De acordo com informações extraoficiais, o D1 foi pensado e criado para aplicativos de transporte e caronas e também para serviços de compartilhamento - e justamente por isso chegará em breve com foco no mercado corporativo. Na China, por exemplo, o carro foi lançado recentemente para serviços de mobilidade da empresa Didi Chuxing, uma das principais concorrentes da Uber no mundo.

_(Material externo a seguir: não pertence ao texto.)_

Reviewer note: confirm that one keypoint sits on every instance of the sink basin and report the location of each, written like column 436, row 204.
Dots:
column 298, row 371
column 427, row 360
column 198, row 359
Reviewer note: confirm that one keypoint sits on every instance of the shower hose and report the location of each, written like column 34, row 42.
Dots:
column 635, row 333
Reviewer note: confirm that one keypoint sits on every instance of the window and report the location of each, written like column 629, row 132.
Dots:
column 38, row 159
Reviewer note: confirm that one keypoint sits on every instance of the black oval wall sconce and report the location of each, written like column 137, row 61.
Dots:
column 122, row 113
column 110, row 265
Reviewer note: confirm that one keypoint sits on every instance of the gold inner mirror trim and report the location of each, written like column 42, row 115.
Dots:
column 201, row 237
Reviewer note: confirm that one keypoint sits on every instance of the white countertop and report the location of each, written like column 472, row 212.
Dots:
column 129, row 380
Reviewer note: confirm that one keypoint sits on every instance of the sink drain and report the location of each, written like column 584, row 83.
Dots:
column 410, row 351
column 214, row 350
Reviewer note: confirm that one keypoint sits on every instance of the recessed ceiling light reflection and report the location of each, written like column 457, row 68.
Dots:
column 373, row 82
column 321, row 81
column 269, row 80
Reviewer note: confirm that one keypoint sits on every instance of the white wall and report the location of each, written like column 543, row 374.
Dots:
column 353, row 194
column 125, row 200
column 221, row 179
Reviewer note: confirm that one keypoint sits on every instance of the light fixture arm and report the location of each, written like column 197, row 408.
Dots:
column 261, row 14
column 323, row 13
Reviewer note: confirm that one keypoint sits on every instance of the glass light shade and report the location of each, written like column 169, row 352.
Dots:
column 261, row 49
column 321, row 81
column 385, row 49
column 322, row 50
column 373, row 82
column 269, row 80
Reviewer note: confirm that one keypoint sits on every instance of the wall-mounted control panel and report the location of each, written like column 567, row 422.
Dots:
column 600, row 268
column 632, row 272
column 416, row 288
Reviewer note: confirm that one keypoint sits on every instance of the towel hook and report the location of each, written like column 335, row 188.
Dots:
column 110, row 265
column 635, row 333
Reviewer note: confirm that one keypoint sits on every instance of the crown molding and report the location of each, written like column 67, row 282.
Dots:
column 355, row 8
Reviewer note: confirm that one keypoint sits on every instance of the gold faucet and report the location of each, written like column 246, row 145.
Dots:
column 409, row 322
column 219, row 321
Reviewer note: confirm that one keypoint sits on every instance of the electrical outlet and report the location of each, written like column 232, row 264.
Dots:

Com carroceria monovolume, o BYD D1 é um carro 100% elétrico com baterias de lâmina, assim como a dupla Tan e Han, que oferece bom nível de tecnologia e cabine extremamente versátil, com bancos ergonômicos e porta corrediça com trilhos, para agradar os passageiros.
O carro também terá todos os itens de condução semiautônoma presentes nos modelos mais caros da marca e, em um futuro próximo, acreditamos que deverá ser o primeiro BYD pensado para oferecer tecnologias de compartilhamento e de caronas por meio de serviços de condução totalmente autônomos.
São 130 cv e 18,3 kgf.m de torque entregues pelo motor elétrico posicionado no assoalho, que tem velocidade máxima limitada em 130 km/h. Segundo a BYD, a bateria tem 53 kWh de capacidade e oferece 371 quilômetros de autonomia de acordo com o ciclo WLTP.
São 4,39 m de comprimento, 1,85 m de largura, 1,65 m de altura e 2,80 m de entre-eixos. Em termos de dimensões e até de design, lembra bastante o Volkswagen ID.3, ainda que o elétrico da marca alemã esteja mais para um hatch do que para um monovolume. Nesse sentido, o D1 se posiciona mais como rival do Chevrolet Bolt - que deve chegar em breve, embora com duas versões de carroceria.
Só que o BYD D1 será vendido em um primeiro momento só para frotistas, e não para pessoas físicas (compra pelo CPF). E não deverá ser o único lançamento da empresa no Brasil até o final deste ano - até lá, pode esperar por ainda mais elétricos e, quem sabe, híbridos.